The union movement accepts that security clearances and checks are required in sensitive industries, particularly the public service and defence and we note systems and processes are already in place for these sectors. However, this proposal could subject nurses, truck drivers, call centre workers, electrical linesperson’s and even apprentice electricians to the same rules as ASIO officials, subject to the Minister’s whims. That the legislation intends for a consultative framework that regulators and unspecified stakeholders in particular industries to contribute with no legislative obligation on the Minister to meaningfully consider any concerns raised gives no comfort to working people.
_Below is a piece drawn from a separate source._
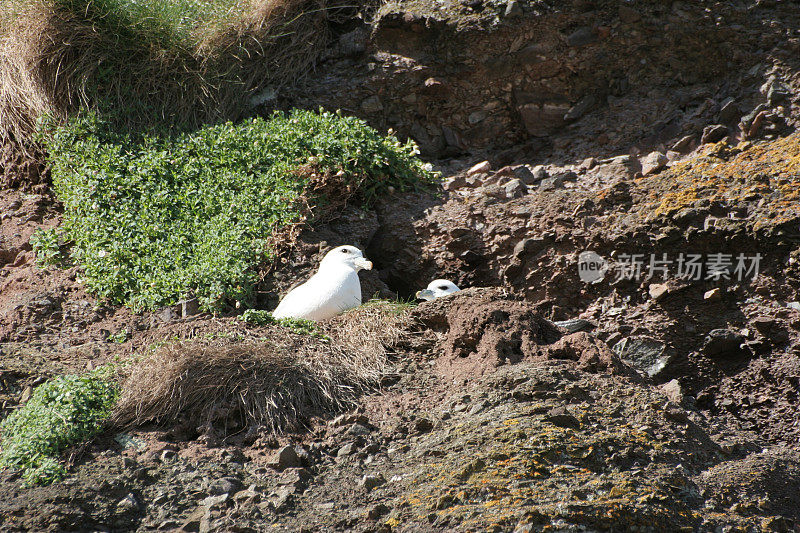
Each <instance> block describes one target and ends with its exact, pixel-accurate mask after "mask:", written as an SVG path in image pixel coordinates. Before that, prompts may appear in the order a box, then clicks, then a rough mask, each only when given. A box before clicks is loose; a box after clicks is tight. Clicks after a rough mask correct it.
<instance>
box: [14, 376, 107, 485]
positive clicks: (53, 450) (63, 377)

The impact of these laws on civil liberties and workers’ rights to privacy is similarly concerning. Some employers have already flagged to their workers they intend to use the introduction of this legislation to request access to workers’ communication and social media and discriminate against employees for their political views, in order to over-zealously comply with rules not yet issued.  As union members in public services can attest, political preferences, party membership, membership of a trade union, participation in democratic expressions of protest, social media profiles, internet activity, and psychological medical history are examined in security vetting. Awarding this power to industry or subjecting packaging workers in the food and grocery sector to this process through a Government agency would be a gross overreach.

The union movement believes this Bill should not be supported in its current form. Parliament should have clarity as to the impact of the powers it is granting the Minister, the regulatory cost of the proposal and the human rights implications on workers and should restrict the scope of the Minister’s decision-making. This Bill should be amended following meaningful consultation with workers representatives to determine the impact and need to regulate both the industries and workers who would be required to subjected to additional security checks and the circumstances and scope of these checks, rather than delegating this power to the Minister. If an asset is critical, then it is important enough for Parliament to consider.

The ACTU recommends this Bill be opposed in its current form.